To envision the difference between these two modes of sound, imagine pulling up beside a car blasting loud music. Mooney said, “The stuff you hear is pressure waves; the stuff you feel vibrating your seat is particle motion. When it comes to whale songs, particle motion hasn’t really been studied much. It’s a lot more complex to measure than pressure waves, so we don’t have a great sense of how it propagates in water or air.”
Pressure waves are detected using a specialised underwater microphone called a “hydrophone”. Detecting particle motion requires sensitive underwater accelerometers, which until recently have not been widely available to researchers. Mooney and his team had both sensors, and they were able to record these unexpected recordings.
Mooney reiterated that they did not gather enough data to determine whether these whales could sense the particle motion present, but the anatomy of whale ear bones suggests that low-frequency vibration could be a major element of their hearing.
Humpback whale ear bones are fused to the skull, providing a direct link to any vibration in the water column. “This could mean that their hearing is influenced by the way sound conducts through their bones,” he said. “It raises the question: does a whale’s lower jaw act like a tuning fork to direct vibrations to their ears? Previous papers have shown this bone conduction might be a viable mode of hearing.”
He added that from an evolutionary standpoint, there was some precedence for this sort of vibratory hearing. Although most mammals sense sound via pressure waves, hippopotamuses are known to sense sound underwater using their bodies, even while their ears remain above the surface.

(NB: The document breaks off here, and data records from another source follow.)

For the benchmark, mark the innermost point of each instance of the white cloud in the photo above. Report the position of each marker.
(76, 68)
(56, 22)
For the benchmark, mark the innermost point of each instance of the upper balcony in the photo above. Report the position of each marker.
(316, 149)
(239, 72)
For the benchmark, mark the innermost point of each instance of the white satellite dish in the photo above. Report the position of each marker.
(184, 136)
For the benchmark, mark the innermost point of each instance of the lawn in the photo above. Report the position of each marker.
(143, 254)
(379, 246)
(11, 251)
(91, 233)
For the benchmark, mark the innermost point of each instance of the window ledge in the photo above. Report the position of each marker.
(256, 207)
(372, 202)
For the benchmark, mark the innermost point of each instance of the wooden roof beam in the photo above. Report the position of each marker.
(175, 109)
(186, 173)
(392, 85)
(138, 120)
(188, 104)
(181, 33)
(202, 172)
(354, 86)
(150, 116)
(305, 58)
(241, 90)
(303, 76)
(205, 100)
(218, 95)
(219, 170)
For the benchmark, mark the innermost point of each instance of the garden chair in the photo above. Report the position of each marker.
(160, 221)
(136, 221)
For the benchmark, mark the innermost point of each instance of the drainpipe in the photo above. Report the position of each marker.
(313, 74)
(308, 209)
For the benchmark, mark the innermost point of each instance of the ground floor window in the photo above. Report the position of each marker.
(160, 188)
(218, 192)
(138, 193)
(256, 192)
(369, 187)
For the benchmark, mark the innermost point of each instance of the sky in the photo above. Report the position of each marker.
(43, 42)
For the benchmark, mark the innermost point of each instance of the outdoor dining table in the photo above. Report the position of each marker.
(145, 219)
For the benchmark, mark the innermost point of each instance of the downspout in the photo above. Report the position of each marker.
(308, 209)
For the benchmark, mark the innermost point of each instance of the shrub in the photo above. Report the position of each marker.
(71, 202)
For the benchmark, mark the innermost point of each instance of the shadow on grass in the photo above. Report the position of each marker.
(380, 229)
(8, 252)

However, Mooney’s findings has raised an immediate concern. If whales can sense particle motion, similar vibrations caused by humans in the form of shipping and seismic exploration for oil and gas might interfere with the way whales communicate. Mining and construction activities are also increasing, contributing low-frequency particle motion that may propagate for miles underwater. “This could be a major concern for whales,” Mooney added.